Today we speak to Professor Edward Webster, Distinguished Research Professor at the Southern Centre for Inequality Studies (SCIS).

This is an ongoing series where we introduce some key researchers and academics getting to understand their work, their developing research interests as well as what keeps them engaged.

Explain the nature of your work and/or how it relates to inequality.

My interest is in the changing world of work and how it produces and reproduces inequality.  I am currently completing a book length manuscript titled: “Work and Inequality in the Digital Age: A Southern Perspective on the Future of Labour.”

Why do you think inequality remains such an intractable social and economic problem?

Inequality is a structural question and is shaped by power. It is reproduced by a series of interlocking institutions that begins at birth – who your parents are and where you were born (rural /urban, global North /global South) - and continues through schooling, what career you chose, how you live and how you die. It is its multi-dimensional nature that makes it so intractable.
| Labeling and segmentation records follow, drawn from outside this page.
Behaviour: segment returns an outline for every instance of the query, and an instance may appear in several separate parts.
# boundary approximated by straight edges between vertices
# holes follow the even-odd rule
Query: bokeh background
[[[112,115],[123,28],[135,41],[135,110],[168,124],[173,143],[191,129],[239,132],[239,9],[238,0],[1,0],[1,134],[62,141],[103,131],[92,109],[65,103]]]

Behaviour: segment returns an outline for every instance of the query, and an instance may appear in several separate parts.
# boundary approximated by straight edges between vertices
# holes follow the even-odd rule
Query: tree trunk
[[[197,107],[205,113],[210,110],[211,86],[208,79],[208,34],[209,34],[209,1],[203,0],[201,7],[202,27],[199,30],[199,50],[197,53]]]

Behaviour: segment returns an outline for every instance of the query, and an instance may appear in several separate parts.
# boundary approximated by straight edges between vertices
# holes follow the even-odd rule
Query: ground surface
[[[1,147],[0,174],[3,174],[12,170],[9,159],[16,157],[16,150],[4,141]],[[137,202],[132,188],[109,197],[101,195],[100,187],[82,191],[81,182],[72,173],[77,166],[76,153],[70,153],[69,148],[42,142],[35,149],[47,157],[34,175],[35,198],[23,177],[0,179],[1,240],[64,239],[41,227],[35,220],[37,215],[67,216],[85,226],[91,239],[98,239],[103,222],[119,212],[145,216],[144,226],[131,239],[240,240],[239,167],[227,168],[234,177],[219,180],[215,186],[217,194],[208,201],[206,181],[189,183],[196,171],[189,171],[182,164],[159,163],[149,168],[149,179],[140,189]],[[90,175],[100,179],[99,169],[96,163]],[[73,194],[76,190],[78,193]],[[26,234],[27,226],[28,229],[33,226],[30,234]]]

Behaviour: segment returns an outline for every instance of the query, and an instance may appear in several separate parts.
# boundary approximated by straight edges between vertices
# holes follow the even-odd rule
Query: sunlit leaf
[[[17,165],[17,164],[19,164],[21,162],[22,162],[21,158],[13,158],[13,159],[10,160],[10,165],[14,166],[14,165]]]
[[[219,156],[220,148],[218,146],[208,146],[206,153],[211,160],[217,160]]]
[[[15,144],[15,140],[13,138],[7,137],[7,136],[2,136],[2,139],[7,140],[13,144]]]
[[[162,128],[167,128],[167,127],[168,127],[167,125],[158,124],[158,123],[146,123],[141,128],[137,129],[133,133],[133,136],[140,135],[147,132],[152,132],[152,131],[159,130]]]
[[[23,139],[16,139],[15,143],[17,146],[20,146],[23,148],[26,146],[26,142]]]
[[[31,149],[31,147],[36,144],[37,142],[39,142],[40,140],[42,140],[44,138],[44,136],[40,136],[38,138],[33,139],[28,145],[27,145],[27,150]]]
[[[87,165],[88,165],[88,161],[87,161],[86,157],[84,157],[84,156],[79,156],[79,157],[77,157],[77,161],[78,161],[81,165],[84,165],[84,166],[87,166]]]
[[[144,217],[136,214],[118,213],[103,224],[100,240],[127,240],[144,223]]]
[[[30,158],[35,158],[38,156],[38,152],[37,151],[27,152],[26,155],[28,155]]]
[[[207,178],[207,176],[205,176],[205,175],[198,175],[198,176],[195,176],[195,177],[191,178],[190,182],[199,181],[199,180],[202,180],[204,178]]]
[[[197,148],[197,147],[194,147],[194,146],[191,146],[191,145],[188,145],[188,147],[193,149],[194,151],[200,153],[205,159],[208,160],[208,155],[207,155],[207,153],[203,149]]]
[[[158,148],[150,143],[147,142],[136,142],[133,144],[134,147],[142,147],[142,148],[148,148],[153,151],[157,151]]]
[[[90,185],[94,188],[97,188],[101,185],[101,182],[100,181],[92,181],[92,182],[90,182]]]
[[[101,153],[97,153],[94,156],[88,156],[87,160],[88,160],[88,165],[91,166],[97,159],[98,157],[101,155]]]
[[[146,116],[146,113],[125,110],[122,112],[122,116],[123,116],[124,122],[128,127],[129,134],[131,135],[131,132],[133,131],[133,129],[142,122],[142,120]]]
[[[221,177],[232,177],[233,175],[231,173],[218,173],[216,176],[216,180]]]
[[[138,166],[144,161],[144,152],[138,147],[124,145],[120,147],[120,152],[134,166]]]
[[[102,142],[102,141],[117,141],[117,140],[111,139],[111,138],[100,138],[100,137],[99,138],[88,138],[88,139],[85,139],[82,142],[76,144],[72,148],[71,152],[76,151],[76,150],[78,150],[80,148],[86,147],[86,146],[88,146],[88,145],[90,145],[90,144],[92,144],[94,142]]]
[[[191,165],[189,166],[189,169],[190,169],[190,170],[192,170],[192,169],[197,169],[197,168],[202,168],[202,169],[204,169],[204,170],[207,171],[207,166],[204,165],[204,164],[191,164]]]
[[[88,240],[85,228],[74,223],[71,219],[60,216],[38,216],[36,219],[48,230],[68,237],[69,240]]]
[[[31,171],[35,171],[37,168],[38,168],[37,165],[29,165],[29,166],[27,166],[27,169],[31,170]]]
What continues to keep you engaged in your work or areas of research?

I am driven by intellectual curiosity and the ways in which the research I do and the concepts and theories I develop can help make the world a more egalitarian and harmonious place.

What is one thing your field is not focusing on that it should? 

Inequality studies has been dominated by quantitative analysis; focusing largely on money-metric inequality. The concept of power is at the heart of inequality because inequality is a power relation. This requires that the distribution of economic power be confronted head-on. It requires a focus on power that goes beyond the power to control markets and seeks to understand how power manifests itself in structural, institutional and cultural exclusion and discrimination.

Who are some academics (in your field or otherwise) whose work you follow closely? Why?

I am quite eclectic in my approach and tend to use different theoretical approaches depending on the problem.  In my understanding of how society works I have been most influenced by the two Karl’s: Karl Marx and Karl Polanyi but in my research on the world of work I have been most influenced by Harry Braverman and Michael Burawoy.

What books are you currently reading?

Carl Frey’s The Technology Trap: Capital, Labour and Power in the Age of Automation and Jacob Dlamini’s Safari Nation: A Social History of the Kruger National Park.

Complete the sentence: “The first thing I do each morning once I get up is

… go for a 5km jog  in the park , then I swim in my pool and then I read the Business Day.”